Tout d’abord, les pluies ont été abondantes dans le sud de la France. Sans vous mentir, du début de mois de janvier jusqu’à fin février, les terrains de mon club de Lévignac étaient impraticables. Inondés, gras et dangereux, il nous était impossible de nous entraîner régulièrement dessus. Avec Ness nous avons, toutefois, pris des cours privé avec Séverine Gautier dans le complexe canin couvert de Toulouse : Hall4Dogs. Nous avons, aussi, participé à un séminaire durant lequel nous avons emmagasiné un maximum de connaissances. Nous avons, ensuite, tenté de les confirmer lors de séance à la maison après le travail. C’est uniquement sur ce point que avons réellement travailler en agility. Bien évidemment, j’ai fait en sorte de conserver la bonne forme musculaire de mes chiennes grâce à des balades dans la base de loisirs de la Ramée à Toulouse et en travaillant sur la proprioception. De plus, notre tout premier concours de la saison fut une sélection pour le Grand Prix de France d’agility. Malgré le peu de préparation que nous avons eu, nous parvenons à faire d’excellents résultats. Ness termine 5ème au classement final et Eyka 12ème. Dans tous les cas, cette sélection nous la prenions comme un entraînement. Effectivement, la finale ayant lieu au plus du nord de la France, nous n’étions pas en mesure de pouvoir nous y rendre.

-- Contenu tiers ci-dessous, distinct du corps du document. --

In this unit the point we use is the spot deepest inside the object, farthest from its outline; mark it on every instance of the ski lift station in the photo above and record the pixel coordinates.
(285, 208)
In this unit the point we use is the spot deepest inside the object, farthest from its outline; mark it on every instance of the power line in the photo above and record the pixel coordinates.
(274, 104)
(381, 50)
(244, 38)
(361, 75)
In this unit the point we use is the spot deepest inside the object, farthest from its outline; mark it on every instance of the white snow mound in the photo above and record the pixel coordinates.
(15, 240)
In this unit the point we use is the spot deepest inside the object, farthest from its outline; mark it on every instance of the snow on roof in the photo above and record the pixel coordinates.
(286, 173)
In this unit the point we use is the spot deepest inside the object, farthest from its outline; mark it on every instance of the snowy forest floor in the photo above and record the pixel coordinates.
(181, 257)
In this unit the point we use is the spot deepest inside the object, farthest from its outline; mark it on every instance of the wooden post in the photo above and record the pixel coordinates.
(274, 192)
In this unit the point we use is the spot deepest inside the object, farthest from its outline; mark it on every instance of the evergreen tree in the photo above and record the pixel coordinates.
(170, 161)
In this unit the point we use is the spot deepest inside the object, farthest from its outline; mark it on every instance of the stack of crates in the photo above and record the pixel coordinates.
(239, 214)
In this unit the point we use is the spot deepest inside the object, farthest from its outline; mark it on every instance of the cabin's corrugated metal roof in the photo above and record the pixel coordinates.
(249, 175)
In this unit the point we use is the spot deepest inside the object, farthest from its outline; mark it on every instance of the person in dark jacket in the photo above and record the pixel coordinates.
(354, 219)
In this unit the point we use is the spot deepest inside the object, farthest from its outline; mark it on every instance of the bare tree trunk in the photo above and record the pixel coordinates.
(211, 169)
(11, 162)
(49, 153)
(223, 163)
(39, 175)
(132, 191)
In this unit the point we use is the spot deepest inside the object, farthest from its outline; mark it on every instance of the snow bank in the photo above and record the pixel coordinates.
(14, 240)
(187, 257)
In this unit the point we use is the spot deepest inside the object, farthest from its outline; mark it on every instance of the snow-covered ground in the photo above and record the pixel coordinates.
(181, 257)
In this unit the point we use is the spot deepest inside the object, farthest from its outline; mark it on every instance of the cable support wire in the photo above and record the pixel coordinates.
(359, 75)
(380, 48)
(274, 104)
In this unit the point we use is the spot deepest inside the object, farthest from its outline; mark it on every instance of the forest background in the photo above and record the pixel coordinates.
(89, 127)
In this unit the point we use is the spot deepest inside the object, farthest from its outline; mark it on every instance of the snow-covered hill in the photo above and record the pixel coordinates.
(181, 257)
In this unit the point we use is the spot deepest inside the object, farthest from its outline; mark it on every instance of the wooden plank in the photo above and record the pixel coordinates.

L’osthéopathie canine, contrôle technique hivernal

Ensuite, Eyka, tout comme Ness, a eu droit à sa séance d’ostéopathie. Simon Lombardy, l’ostéo animalier qui s’occupe de mes chiennes, est venu chez moi pour les “manipuler”. Durant ces séances, mes chiennes sont stimulées autant physiquement que mentalement. Effectivement, l’ostéopathe les touche afin de leur remettre tout ce qu’il faut comme il faut. L’agility les stimule énormément et il arrive que parfois certaines vertèbres se déplacent et altèrent la motricité de mes chiennes. L’ostéopathie est, selon moi, une discipline parfaitement complémentaire du métier de vétérinaire. Et pour cause, il peut arriver qu’un ostéopathie décèle un souci non visible à l’oeil et qu’il nous redirige vers un vétérinaire. Ce dernier pourra, alors, mettre en place un traitement qui soignera le chien.

Un nouveau diplôme canin

J’ai obtenu mon MEC2. Fin novembre, courant décembre et début février, j’ai effectué 3 stages de formations pour obtenir le diplôme : Moniteur d’Éducation Canin de niveau 2. Celui qui offre de plus amples connaissances sur les chiens et qui nous permet de savoir comme l’on peut gérer des chiens avec des “comportements gênants”. Bien évidemment, cette accréditation ne fait pas de moi un professionnel du chien, mais une personne qui en sait davantage sur les comportements canins et qui est un peu mieux armé pour les gérer. Bien que pendant les stages de formation, ce fut parfois, voire souvent, très long, avec le recul je me rends compte que les connaissances acquises sont pour le moins pertinentes. Du moins à l’échelle de mon club. Effectivement, grâce à ce diplôme je suis mieux armé pour gérer un chien qui pourrait être un peu dérangeant et dont les maîtres sont complètements surpassés.